E infelizmente, no caso da Revolução de Abril, cada vez mais essas celebrações parecem fazer-se apenas para marcar a data no calendário, num cenário consumista, em que o verdadeiro valor da revolução se perde nas decorações também em vermelho, mas desta feita sob a forma de cravos.
Antes de celebrar, devemos olhar em redor e interrogar-nos afinal o que temos hoje para festejar?
E atenção, não estou a criticar (e como «filha da Revolução» nunca o poderia fazer), esse grande momento que mudou para sempre a vida de Portugal, um país de que me orgulho acima de tudo (o que desprezo é quem ao longo dos anos o transformou num colonato de grandes senhores).
Critico sim os cínicos festejos de uma data que para muitos deixou de fazer sentido, ou melhor, tentam a todo o custo que deixe de fazer sentido.
Critico os festejos à base de música de dança, courato e cerveja, foguetório e discursos, com ramos e ramos de cravos pelo meio e politiquices baratas.
Já o dizia José Barata-Moura, que «cravo vermelho ao peito, a muitos fica bem».
Por um lado, é fácil discursar-se com barriga cheia, fazer as festas para o povinho, chegar ao palanque e falar que estão ou estiveram no Governo e deixaram o país chegar a este ponto.
É fácil fazer grandes festas e lançar foguetes, gastando-se o que não se tem, e depois fechando os olhos e os ouvidos aos credores que ficam à porta.
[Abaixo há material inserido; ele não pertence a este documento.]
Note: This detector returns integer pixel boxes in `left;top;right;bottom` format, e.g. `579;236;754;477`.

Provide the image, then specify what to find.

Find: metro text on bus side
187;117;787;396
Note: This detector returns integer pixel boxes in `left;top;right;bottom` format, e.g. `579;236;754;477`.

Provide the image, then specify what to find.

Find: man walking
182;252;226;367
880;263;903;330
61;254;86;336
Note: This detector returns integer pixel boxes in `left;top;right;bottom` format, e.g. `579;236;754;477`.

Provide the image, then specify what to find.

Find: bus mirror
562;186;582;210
Encher a boca com a crise e a falta de apoio do Governo, e depois ignorar ostensivamente quem realmente precisa de ajuda.
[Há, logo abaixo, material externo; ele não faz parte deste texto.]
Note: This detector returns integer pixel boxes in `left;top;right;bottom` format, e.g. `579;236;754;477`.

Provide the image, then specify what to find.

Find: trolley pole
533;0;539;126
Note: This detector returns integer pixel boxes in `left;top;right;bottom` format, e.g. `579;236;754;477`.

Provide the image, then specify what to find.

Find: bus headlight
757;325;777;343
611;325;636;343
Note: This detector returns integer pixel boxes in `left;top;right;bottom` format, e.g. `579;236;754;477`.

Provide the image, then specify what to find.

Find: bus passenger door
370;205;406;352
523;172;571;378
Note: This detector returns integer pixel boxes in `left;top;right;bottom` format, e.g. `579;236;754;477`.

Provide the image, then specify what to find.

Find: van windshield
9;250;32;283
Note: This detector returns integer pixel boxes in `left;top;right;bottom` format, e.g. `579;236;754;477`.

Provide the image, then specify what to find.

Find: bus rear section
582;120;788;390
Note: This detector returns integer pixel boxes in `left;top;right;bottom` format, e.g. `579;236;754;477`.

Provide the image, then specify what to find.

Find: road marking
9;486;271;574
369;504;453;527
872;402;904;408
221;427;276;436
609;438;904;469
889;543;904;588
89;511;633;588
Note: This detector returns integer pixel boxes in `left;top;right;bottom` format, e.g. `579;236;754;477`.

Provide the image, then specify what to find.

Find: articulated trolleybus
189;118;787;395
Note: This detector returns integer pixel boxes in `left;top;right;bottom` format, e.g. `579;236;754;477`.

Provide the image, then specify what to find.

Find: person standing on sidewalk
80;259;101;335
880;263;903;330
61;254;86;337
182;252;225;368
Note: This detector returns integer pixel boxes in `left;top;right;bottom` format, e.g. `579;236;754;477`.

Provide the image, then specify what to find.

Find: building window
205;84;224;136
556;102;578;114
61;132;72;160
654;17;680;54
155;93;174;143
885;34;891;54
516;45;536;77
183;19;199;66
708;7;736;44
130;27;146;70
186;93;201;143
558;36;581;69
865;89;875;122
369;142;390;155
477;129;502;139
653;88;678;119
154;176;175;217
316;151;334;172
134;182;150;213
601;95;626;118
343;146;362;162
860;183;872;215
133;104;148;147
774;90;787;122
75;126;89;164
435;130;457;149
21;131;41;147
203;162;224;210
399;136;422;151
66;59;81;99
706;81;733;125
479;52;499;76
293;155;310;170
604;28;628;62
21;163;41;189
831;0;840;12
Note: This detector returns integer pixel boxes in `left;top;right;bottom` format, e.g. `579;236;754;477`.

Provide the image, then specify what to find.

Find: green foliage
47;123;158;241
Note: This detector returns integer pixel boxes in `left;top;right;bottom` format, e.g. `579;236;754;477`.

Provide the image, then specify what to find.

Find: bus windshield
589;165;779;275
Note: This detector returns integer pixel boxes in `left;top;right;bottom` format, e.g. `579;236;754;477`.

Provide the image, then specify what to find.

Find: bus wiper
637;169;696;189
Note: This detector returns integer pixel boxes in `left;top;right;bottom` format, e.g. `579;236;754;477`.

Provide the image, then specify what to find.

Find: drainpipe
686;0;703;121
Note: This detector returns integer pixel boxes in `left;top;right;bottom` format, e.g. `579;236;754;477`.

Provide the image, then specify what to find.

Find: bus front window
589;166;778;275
Por outro lado, ninguém é cego que não veja que todos os direitos que foram conquistados com a Revolução dos Cravos estão, ao fim destes quarenta anos, completa e absolutamente, em perigo.
O direito ao trabalho e à segurança no emprego, a liberdade de organização, de reunião e de manifestação, o direito à greve e à negociação colectiva, o direito à saúde, à segurança social e à educação, são conquistas consagradas na Constituição da República Portuguesa.
Todos eles foram, nos últimos anos, alvo de um qualquer tipo de ataque, sob uma fórmula de resgate e de austeridade que ninguém ainda teve o cuidado de explicar por miúdos.
Antes nos atiram com medidas adicionais de redução de rendimentos, mais impostos, menos direitos, o encerramento de serviços essenciais à população, uma justiça que serve apenas os interesses económicos, o controle apertado sobre a comunicação social, a degradação do Serviço Nacional de Saúde e uma educação que sobrecarrega professores, e exclui o ensino de qualidade em nome de estatísticas.
Podemos até questionarmo-nos para que serve afinal esse documento chamado Constituição Portuguesa, se todos os pontos que ali estão definidos podem, a qualquer altura e por uma qualquer entidade, ser cilindrados por uma qualquer alínea de um obscuro decreto-lei.
Os direitos e os valores de Abril são conquistas em que acreditaram os que tudo fizeram para criar um Portugal livre.
Um Portugal que agora, em 2014, está ameaçado por poderes ainda mais obscuros e terríveis, quiçá até do que os que governavam há quarenta anos atrás. Porque pior do que um escravo viver na sua escravatura, é um escravo que não deixa de o ser, embora sob a ilusão de que vive em liberdade.